Most electric generation—about 45 percent— is coal. Providers will choose coal if it’s cheaper, and natural gas has been lucky to keep 23 percent of the market. A lot of electricity demand is forecast for the future and it’s going to come from natural gas. If you want cleaner air you burn natural gas—it emits half of the CO2 emissions and a fraction of others such as nitrogen oxides and particulates.
I think it will come down to individual state initiatives, such as Colorado’s recent move. They passed a clean air bill to replace 900 megawatts of coal fired electricity with natural gas and renewables, with gas making up most of the mix.

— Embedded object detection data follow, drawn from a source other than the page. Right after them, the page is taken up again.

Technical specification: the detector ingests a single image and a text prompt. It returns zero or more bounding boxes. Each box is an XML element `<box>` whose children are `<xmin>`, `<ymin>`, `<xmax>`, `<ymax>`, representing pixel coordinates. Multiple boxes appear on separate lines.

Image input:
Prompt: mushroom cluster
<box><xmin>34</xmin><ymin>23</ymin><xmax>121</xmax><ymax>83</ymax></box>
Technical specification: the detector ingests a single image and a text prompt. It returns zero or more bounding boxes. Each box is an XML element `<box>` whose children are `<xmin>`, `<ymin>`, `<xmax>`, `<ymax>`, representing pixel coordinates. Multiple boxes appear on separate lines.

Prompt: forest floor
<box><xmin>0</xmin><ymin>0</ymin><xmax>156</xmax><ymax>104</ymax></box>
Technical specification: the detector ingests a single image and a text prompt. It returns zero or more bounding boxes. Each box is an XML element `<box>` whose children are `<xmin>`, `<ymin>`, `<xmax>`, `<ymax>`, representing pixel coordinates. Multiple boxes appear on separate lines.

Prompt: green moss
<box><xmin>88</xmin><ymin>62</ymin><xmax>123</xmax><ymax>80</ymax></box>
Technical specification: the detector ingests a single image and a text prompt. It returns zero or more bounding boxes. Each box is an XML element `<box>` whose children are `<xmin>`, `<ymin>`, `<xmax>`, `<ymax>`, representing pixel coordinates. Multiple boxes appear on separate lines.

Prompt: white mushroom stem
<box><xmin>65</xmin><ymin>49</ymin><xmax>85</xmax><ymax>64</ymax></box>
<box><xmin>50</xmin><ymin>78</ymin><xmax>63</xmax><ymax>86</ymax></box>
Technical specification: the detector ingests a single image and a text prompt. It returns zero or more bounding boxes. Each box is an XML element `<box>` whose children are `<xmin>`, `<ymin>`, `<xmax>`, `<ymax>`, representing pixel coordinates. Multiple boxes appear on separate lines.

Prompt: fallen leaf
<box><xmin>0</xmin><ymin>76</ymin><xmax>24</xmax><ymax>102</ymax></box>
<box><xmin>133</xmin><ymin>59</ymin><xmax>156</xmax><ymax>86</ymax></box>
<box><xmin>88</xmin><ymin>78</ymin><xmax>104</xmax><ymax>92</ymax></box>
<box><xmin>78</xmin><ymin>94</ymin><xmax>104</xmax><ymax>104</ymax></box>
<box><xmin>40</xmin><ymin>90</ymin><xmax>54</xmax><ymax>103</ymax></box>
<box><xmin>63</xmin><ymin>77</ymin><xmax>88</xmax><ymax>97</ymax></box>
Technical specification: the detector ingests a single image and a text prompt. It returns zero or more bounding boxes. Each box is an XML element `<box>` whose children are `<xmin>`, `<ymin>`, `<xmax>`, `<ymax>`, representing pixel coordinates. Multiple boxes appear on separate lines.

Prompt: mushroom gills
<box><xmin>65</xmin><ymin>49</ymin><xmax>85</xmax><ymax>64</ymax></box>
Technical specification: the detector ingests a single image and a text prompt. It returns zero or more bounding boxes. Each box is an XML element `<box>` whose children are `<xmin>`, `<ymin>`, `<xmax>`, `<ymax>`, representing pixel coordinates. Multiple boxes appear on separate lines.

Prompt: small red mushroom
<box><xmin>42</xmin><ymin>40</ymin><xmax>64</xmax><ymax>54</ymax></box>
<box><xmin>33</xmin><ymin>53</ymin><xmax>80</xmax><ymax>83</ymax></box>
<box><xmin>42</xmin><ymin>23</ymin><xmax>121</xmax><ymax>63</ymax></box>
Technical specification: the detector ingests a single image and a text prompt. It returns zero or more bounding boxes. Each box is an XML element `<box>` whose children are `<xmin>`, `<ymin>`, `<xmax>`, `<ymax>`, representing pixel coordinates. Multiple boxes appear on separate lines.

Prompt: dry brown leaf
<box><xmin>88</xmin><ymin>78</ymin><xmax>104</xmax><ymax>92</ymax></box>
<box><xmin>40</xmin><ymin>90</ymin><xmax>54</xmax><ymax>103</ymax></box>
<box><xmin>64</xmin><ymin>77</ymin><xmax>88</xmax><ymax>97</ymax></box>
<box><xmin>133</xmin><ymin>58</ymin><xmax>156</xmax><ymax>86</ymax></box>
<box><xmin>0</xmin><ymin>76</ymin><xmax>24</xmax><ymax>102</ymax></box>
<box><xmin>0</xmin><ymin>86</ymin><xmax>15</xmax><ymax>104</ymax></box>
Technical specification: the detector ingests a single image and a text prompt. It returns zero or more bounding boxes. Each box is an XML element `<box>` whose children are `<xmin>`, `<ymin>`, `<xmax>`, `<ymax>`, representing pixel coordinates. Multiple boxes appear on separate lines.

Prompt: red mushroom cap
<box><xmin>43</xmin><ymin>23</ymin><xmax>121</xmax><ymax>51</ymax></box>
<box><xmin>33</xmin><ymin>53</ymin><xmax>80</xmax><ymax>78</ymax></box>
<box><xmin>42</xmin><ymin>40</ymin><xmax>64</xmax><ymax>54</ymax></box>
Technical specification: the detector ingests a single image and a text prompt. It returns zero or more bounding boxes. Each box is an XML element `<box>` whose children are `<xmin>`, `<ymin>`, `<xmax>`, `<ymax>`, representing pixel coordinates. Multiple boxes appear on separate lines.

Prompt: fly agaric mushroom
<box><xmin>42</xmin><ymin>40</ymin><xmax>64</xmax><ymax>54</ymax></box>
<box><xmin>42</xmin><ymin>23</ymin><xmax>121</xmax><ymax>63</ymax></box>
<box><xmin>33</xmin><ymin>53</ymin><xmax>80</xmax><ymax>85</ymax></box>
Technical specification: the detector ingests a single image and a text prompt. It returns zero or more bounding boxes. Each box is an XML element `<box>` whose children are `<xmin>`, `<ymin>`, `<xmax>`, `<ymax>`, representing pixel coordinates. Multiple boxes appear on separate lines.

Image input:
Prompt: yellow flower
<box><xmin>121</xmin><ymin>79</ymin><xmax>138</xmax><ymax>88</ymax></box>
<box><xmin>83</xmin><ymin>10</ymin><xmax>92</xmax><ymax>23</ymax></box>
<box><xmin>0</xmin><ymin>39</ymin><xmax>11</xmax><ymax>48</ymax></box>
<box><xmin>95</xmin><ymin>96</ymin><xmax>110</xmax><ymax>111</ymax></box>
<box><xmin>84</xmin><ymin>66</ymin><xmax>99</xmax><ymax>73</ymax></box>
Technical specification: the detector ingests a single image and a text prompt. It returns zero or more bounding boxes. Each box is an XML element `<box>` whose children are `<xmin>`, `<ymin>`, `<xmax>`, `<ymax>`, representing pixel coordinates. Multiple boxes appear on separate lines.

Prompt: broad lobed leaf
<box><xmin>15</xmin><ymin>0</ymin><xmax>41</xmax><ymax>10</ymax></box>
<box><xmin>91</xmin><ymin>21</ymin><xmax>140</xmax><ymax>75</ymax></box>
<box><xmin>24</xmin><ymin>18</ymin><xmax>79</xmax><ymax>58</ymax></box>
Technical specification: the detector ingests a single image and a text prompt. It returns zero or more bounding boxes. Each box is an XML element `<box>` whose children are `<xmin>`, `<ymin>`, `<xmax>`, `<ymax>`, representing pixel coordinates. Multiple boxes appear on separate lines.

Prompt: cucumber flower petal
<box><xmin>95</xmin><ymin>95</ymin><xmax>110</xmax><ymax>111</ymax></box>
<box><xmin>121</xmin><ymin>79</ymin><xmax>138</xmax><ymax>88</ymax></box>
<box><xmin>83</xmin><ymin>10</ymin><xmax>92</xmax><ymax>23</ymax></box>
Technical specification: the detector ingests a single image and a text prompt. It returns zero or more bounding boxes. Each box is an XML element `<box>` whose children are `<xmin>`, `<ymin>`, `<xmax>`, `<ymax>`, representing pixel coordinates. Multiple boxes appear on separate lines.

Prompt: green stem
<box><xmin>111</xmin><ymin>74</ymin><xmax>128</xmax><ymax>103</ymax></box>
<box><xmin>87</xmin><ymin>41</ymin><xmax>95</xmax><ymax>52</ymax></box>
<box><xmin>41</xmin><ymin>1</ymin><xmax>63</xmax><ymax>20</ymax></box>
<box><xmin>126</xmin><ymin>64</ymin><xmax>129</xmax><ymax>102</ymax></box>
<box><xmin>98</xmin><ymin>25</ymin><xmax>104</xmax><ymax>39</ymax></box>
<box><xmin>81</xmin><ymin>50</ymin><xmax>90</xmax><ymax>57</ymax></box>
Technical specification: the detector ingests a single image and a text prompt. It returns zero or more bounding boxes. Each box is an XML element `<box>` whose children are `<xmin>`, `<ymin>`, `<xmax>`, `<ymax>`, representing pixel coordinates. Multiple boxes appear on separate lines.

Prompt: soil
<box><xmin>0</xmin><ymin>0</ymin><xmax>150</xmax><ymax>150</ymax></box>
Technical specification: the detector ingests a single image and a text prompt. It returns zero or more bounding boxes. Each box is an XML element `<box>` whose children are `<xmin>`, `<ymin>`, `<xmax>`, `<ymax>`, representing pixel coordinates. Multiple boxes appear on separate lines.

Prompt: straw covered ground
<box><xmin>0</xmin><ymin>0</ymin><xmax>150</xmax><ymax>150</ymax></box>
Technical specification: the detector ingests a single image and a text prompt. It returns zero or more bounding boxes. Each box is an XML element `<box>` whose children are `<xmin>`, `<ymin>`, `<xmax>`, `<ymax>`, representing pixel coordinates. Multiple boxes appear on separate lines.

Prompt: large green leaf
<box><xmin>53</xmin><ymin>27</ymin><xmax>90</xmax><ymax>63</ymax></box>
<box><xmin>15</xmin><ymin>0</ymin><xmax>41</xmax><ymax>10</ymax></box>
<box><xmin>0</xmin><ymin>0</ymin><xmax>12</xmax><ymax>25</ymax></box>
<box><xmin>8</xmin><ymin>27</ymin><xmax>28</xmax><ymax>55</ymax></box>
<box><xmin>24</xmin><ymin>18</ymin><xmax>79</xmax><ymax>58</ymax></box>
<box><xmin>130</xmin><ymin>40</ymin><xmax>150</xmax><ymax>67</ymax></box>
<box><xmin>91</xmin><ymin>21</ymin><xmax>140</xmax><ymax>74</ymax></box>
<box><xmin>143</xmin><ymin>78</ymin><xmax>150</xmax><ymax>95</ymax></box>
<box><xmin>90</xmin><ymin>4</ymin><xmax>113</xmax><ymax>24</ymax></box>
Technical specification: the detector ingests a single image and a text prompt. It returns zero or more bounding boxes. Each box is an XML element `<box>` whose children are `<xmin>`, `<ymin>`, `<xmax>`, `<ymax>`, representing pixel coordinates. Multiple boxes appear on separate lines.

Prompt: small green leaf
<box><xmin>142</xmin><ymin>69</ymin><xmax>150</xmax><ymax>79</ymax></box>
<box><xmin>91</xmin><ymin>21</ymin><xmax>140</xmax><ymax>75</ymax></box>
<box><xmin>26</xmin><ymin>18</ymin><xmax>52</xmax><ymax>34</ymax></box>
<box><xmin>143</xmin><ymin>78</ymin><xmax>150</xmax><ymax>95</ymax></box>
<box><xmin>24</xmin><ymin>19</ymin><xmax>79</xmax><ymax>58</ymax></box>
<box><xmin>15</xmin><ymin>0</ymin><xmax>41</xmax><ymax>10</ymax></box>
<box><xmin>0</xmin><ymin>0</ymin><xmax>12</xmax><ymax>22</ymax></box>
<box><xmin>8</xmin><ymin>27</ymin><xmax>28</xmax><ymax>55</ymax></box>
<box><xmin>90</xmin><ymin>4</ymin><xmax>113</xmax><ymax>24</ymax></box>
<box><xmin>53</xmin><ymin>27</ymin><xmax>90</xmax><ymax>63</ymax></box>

Texas, I think, won’t be far behind.
Transportation is much less of an immediate issue for natural gas demand, but it’s at the heart of psychology for America. I believe with all my heart that we should be driving natural gas heavy duty fleet vehicles. Every fleet with centralized fueling in our country should be on natural gas.
When you’re trading over $80 a barrel for oil, what does that mean for the future? I suspect it means we’ll probably think $3 gasoline is a pretty good deal. That’s not where we should be as a country if we can do something about it, and we can. If you look at heavy duty vehicles, they average 25,254 miles driven per year with a fuel economy of 6.2 miles per gallon and consume 4,075 gallons of fuel. These trucks need to be converted from diesel to natural gas—every converted heavy truck is an emissions reduction worth 325 cars. It’s a no brainer. The trouble is that the trucking industry runs on a razor thin margin, so it’s going to take something like we had in this country with seatbelts in cars and say, “we want this for America.”
As a country, through direct funding or tax credits, we should provide conversion for heavy trucks to natural gas. We should put up natural gas stations every 100 miles in the highway system and refueling stations at the central dock as well. For this, I suspect the trucking industry could pay back the government via a percentage of savings between diesel and natural gas.
Consider that at the high side of where natural gas might trade in the next 7 years—$48 oil equivalent—is less than $2.50 a gallon. We’re pretty sure that diesel will be over $4 in the near future so there’s a lot of savings with that kind of fuel intensity.
Editor’s note: This essay was compiled from Jim Hackett’s presentation at the 2010 PESA Membership Lunch. He is Chairman and CEO for Anadarko Petroleum Corporation and Chairman of the American Natural Gas Alliance.